Ms. Yamamoto's previous script Magnifico (2003), about another young boy who went about trying to do quixotic, often impossible things for family and friends, introduced us to her unique brand of quiet drama and gentle humor. Maximo Oliveros is a small yet significant step forward, a broadening of horizons that deals with the collision between two opposite viewpoints (the idealistic cop's, the thieving--yet in their way honorable--family), and a young man's blossoming sense of love and sexuality. I've mentioned Ozu, and Ms. Yamamoto does seem to take her cue from his understated, microscopically focused storytelling style, but in a Filipino setting. She seems not only familiar with the milieu of Sampaloc neighborhoods, but also seems to understand the kind of unspoken bonds that develop between father and child; between elder brothers and their youngest sibling; between family members where the mother is no longer living; even the delicate, fragile friendship that can form between a sensitive straight man and his adoring young friend (Interestingly, while Magnifico abounds with well-drawn female characters, this film is notable for the absence of women--we're aware of the mother mainly from her absence, her functions filled in to the best of his ability by Maximo).
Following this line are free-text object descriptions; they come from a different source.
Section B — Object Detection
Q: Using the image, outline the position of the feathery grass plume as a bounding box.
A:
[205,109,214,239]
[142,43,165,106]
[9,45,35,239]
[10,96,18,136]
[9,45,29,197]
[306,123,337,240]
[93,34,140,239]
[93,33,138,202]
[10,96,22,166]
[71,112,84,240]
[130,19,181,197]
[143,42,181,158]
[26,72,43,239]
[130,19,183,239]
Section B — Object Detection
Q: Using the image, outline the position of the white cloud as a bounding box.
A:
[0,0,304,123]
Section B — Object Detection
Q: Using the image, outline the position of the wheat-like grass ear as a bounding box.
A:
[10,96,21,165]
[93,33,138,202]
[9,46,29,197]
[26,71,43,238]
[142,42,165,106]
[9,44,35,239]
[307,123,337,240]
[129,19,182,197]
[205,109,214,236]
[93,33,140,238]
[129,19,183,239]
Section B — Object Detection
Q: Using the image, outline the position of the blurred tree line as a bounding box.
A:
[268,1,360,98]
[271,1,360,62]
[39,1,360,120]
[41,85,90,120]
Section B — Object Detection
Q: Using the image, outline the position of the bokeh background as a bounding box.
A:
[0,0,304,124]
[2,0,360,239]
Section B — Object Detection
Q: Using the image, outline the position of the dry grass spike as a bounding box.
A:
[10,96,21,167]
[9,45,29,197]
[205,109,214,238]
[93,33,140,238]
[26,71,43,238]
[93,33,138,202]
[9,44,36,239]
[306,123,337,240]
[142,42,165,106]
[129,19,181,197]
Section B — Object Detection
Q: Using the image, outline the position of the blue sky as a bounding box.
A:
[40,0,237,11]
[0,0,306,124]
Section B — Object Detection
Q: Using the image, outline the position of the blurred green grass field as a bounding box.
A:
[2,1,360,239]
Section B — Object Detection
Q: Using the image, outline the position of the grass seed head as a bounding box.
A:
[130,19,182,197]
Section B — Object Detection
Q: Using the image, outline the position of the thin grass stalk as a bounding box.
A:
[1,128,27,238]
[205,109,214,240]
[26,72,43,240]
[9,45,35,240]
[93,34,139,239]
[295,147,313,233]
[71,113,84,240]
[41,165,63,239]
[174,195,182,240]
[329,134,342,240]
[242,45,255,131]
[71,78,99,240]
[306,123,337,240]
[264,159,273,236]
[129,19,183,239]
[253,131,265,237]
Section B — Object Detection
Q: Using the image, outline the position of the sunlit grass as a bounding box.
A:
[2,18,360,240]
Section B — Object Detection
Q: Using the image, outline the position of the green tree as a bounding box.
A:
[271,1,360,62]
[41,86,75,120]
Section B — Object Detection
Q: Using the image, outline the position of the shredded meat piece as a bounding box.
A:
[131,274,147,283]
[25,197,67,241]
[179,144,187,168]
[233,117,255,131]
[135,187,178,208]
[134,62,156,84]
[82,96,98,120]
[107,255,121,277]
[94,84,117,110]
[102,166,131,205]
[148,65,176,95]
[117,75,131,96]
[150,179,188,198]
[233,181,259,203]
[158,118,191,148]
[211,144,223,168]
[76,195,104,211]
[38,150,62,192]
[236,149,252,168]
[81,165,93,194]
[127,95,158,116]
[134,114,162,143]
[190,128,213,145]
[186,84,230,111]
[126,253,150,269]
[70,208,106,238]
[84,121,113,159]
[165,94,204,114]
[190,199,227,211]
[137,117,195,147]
Mr. Solito made his auspicious debut with Ang Maikling Buhay ng Apoy, Act 2, Scene 2: Suring at ang Kuk-ok (The Brief Life of Fire, Act 2, Scene 2: Suring and the Kuk-ok, 1997) an extravagantly beautiful stop-animation short, about a girl and her mythological friend. It was full of bright colors and fascinating textures, but most interesting of all was the sense you got that it was but a fragment of a greater whole, a fantastical world based on Palawan mythology (Solito is from Palawan, and the short is in fact based on a scene in his full-length play Ang Maikling Buhay ng Apoy). Mr. Solito has done interesting work since--Impeng Negro (Black Imp, 1998), an adaptation of the Rogelio Sicat short story, and Basal Banar (Holy Truth, 2002), a meditative documentary about his Palawan homeland--but I'm still waiting for him to return to the ravishingly lovely world too briefly visited in his first animated short. In the meantime, he's obviously recognized that Ms. Yamamoto's script is a career-making project ran with it, turning it into a career-making picture. Hopefully we'll hear more from this relative newcomer.